A popliteal cyst is a mass of fluid and inflamed tissue that develops behind the knee joint due to an acute injury or chronic degenerative disorder. Most cysts are small and painless, but extensive damage to internal knee components can lead to swelling, tenderness, and a limited range of motion. Doctors can usually shrink cysts and combat symptoms by treating the underlying condition. Aspiration or surgical excision may be necessary if a popliteal cyst keeps coming back or causes significant pain.

Also called a Baker's cyst after the physician who first described it, a popliteal cyst is essentially a buildup of excess joint fluid. Small sacs called bursae, which are present in most body joints, are filled with synovial fluid that cushions and protects internal structures. If the bursa behind the knee becomes irritated and inflamed, synovial fluid leaks into the joint and leads to the development of a cyst. Arthritis is a leading cause of popliteal bursa inflammation, but an injury from a direct blow or a bad fall can also result in fluid buildup.

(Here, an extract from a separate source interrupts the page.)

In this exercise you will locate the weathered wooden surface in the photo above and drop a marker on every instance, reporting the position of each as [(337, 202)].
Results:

Most popliteal cysts barely form noticeable lumps in the knee pit, but an untreated mass can potentially grow to be about 2 inches (about 5 centimeters) in diameter or larger. A large cyst typically feels soft and tender, and it may turn red or purple. Knee pain is common, though pain is usually associated with the underlying arthritis or injury rather than the popliteal cyst itself. Swelling can make it difficult to bend the knee and bear weight on the leg. It is important to schedule an appointment with a doctor when knee swelling is prominent to receive an accurate diagnosis.

A physician can usually diagnose a popliteal cyst by evaluating the physical appearance of the mass and performing a magnetic resonance imaging (MRI) scan. MRI results may reveal damage to bone, cartilage, ligaments, or blood vessels within the knee. Depending on the size of the cyst and the severity of symptoms, several treatment options may be considered.

Most painless cysts that do not impair physical activity are not treated. They tend to go away on their own in one to six months without causing lasting problems. If a cyst causes discomfort, the doctor may choose to aspirate it with a specialized needle to relieve tension. When arthritis is determined to be the underlying cause, anti-inflammatory drugs are usually prescribed to relieve symptoms. Surgery is rarely needed for a popliteal cyst, but a procedure may be necessary to repair damaged ligaments or meniscus tissue.